Abstract
Background: The impact of speech therapists' conceptual frameworks on their clinical methods tends to be ignored or taken for granted by today's practitioners. One way to show the importance of such frameworks is to study how they were used previously. John Thelwall, a 19th‐century elocutionist, offers a rich source for studying the influence of conceptual frameworks in the past and provides needed distance for clinicians to discover how they frame their own practices.
Aims: To discover how conceptual frameworks have influenced past and current speech‐therapy practices.
Methods & Procedures: Content analyses of the writings of Thelwall were performed to discover his conceptual frameworks and how and when they were used.

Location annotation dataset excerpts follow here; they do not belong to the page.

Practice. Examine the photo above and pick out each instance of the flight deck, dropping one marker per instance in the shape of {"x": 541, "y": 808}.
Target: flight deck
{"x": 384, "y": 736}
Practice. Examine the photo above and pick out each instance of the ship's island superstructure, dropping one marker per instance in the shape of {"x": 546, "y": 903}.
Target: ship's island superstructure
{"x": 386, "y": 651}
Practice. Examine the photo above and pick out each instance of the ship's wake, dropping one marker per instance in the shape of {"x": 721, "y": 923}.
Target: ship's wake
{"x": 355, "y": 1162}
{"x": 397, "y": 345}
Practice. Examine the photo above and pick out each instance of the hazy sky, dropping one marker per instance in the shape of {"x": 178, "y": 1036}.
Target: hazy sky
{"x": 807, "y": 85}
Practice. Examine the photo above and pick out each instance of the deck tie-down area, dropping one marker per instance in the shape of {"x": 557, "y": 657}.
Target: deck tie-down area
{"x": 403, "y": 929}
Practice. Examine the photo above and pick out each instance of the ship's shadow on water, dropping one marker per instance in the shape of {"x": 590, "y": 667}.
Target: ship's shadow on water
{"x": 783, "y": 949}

The results were then compared with frameworks in use today.
Outcomes & Results: Four frameworks were found in Thelwall's writings: medical, linguistic, educational and political. All are still used, but each differs from Thelwall's in scope and detail. These comparisons have the potential for revealing the significance of conceptual frameworks in today's clinical practices.
Conclusions: The ways Thelwall wrote about his work early in the 19th century bear striking resemblances to today's construals of speech therapy practices. It is the scope and application of the frameworks that have changed with time. Both the similarities and differences between current practices and those of Thelwall offer instructive insights into about how frameworks can influence clinical choices and practices.